Сетевые публикации — страница 72 из 108

Шутка и высмеивание есть по определению — тень серьезного слова, даже тень тени — ибо само высказывание уже есть интерпретация идеи.

Если следовать логике Платона, чувственное воплощение идеи в предмет — есть «тень» идеи, но здесь возникло нечто обратное — а именно: отброшенную предметом тень объявили идеей. Подмену эту произвела философия пост-модернизма, а московский концептуализм довел это противоречие до абсурда.

Так возникло властное царство теней, отброшенных смыслами — но собственного мира тени не создали.

Тень нуждается в субъекте, ее отбрасывающем, но и ненавидит этого субъекта — за первичность. Это ненависть спонтанная, вспыхивающая к любой законченной и самодостаточной форме. Не только картина умерла, не только роман не нужен, но любое серьезное вызывало легкий приступ тошноты, милую зевоту — и остроту, остроту, остроту в ответ. Так они все шутили и шутили, пожилые юмористические юноши, симулякры искусства, конферансье русской культуры.

Стайки молодых людей, называвших себя концептуалистами, не придумали ни единой концепции (так сложилось, что концептуализм не продуцирует концепций), но занимались тем, что разрушали идеологические табу. И это было очень важной, карнавальной работой. Тогда появилось понятие «акция» — артистов звали на площади, на улицы, производить действия, коллективно пошутить, сделать что-либо нелепое и смешное. Это должно было противостоять табу социалистического коллектива.

Юноши ездили на природу, вешали между деревьев смешные лозунги, фотографировались, смеялись — безобидная, в сущности, деятельность. Эту деятельность стали называть контр-культурой, актуальным творчеством.

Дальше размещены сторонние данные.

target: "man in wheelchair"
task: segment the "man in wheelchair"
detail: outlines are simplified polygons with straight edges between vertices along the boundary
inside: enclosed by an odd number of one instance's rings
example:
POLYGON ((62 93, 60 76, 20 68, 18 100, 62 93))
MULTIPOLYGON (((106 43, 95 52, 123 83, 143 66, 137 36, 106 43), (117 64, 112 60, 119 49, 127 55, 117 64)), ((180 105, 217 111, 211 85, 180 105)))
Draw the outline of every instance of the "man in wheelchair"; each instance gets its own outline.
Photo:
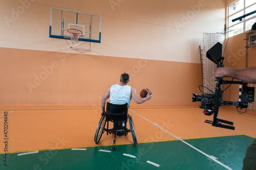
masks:
POLYGON ((116 105, 127 104, 127 108, 130 107, 132 98, 137 104, 143 103, 150 100, 152 96, 147 93, 146 98, 140 98, 136 93, 136 90, 128 85, 130 81, 130 76, 124 72, 120 77, 120 83, 114 84, 109 88, 101 99, 101 116, 106 113, 105 105, 106 101, 110 97, 110 103, 116 105))
POLYGON ((101 102, 101 118, 98 125, 94 138, 94 140, 96 144, 98 143, 102 134, 105 131, 107 132, 107 135, 108 133, 115 133, 114 142, 113 143, 114 150, 115 148, 115 139, 117 135, 118 136, 123 134, 126 135, 127 132, 132 132, 135 144, 137 142, 137 141, 136 141, 137 139, 136 138, 135 130, 134 129, 134 127, 133 129, 132 127, 134 126, 133 122, 132 116, 130 116, 129 114, 127 115, 127 109, 130 107, 132 98, 133 99, 137 104, 140 104, 150 100, 152 95, 150 95, 149 93, 148 93, 145 98, 140 98, 137 94, 135 88, 127 85, 129 81, 129 75, 124 72, 120 77, 120 83, 114 84, 109 88, 103 96, 101 102), (110 100, 110 103, 108 103, 106 106, 107 114, 106 114, 105 105, 106 101, 109 98, 110 100), (118 114, 116 113, 118 113, 118 114), (118 118, 114 118, 114 116, 116 117, 117 116, 118 118), (131 130, 127 130, 126 127, 126 123, 127 122, 127 118, 129 119, 131 130), (113 122, 113 129, 109 130, 108 129, 109 121, 113 122), (106 129, 104 128, 106 122, 107 123, 108 127, 106 129), (133 131, 134 134, 132 131, 133 131), (134 139, 133 136, 134 135, 135 136, 135 139, 134 139))

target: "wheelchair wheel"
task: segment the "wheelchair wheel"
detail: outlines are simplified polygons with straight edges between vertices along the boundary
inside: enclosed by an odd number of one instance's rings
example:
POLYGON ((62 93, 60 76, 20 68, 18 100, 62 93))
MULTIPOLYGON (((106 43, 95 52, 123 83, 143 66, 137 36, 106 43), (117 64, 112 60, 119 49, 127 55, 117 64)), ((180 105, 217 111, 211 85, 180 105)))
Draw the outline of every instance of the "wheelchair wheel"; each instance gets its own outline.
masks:
POLYGON ((95 135, 94 136, 94 141, 96 144, 98 144, 102 136, 102 134, 105 131, 105 125, 106 125, 106 114, 104 114, 100 120, 99 120, 99 124, 97 127, 96 131, 95 132, 95 135))
POLYGON ((132 117, 132 116, 129 115, 128 118, 129 119, 130 127, 131 129, 130 131, 132 133, 132 136, 133 137, 133 142, 134 143, 134 145, 136 145, 136 144, 138 143, 138 142, 137 141, 136 133, 135 132, 135 129, 134 128, 134 124, 133 124, 133 118, 132 117))

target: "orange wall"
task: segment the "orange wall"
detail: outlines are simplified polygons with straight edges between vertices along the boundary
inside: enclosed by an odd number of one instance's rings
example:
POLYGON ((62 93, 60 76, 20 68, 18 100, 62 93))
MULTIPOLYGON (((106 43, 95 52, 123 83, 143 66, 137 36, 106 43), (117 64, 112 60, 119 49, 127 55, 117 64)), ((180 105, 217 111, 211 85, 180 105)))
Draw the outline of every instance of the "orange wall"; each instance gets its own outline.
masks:
MULTIPOLYGON (((243 69, 246 68, 246 33, 233 37, 231 67, 243 69)), ((256 66, 256 47, 248 48, 248 67, 256 66)), ((249 85, 250 86, 250 84, 249 85)), ((233 84, 229 87, 228 100, 238 101, 239 85, 233 84)))
POLYGON ((199 46, 225 23, 225 0, 2 2, 2 106, 98 105, 124 72, 138 93, 152 91, 145 105, 199 105, 191 102, 202 84, 199 46), (101 43, 90 53, 49 38, 51 7, 101 15, 101 43))
POLYGON ((199 64, 8 48, 0 53, 2 106, 99 105, 124 72, 137 93, 152 91, 147 105, 196 104, 191 93, 202 84, 199 64))

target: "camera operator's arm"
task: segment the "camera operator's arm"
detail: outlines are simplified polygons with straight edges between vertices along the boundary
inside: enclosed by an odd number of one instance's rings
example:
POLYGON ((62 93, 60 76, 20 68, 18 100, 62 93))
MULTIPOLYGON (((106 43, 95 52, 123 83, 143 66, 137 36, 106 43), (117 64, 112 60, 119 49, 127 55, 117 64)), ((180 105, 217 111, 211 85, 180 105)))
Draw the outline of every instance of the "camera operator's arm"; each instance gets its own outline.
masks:
POLYGON ((244 69, 219 67, 215 77, 230 77, 244 82, 256 83, 256 66, 244 69))

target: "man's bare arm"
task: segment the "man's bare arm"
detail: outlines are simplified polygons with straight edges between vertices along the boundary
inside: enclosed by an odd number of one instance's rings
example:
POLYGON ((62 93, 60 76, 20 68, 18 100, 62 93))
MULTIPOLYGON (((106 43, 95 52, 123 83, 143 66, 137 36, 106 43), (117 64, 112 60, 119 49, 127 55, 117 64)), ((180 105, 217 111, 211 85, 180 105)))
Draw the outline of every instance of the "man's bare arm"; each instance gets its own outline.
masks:
POLYGON ((244 82, 256 83, 256 66, 244 69, 219 67, 215 77, 230 77, 244 82))
POLYGON ((100 106, 101 107, 101 116, 106 113, 105 110, 105 105, 106 104, 106 101, 110 96, 110 87, 106 90, 105 94, 103 95, 101 99, 100 106))

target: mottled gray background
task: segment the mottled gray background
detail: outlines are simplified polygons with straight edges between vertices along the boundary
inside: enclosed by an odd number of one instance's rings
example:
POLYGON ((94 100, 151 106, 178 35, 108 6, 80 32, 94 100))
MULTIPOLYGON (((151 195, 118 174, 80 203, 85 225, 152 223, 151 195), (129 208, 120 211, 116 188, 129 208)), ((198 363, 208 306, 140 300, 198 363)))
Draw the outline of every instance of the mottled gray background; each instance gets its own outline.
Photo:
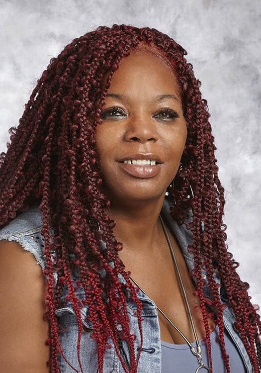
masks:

Сначала шутили над социальными табу и это было смешно, потом они шутили над идеологией и это было здорово, потом стали шутить над культурой и это стало глупо, потом стали шутить над страной и это стало противно. А потом стали шутить над народом — и это сделалось отвратительно. Народа, вроде бы уже и не было в природе — где он, этот самый народ? Носители смеховой народной культуры — это ведь отныне интеллигенты!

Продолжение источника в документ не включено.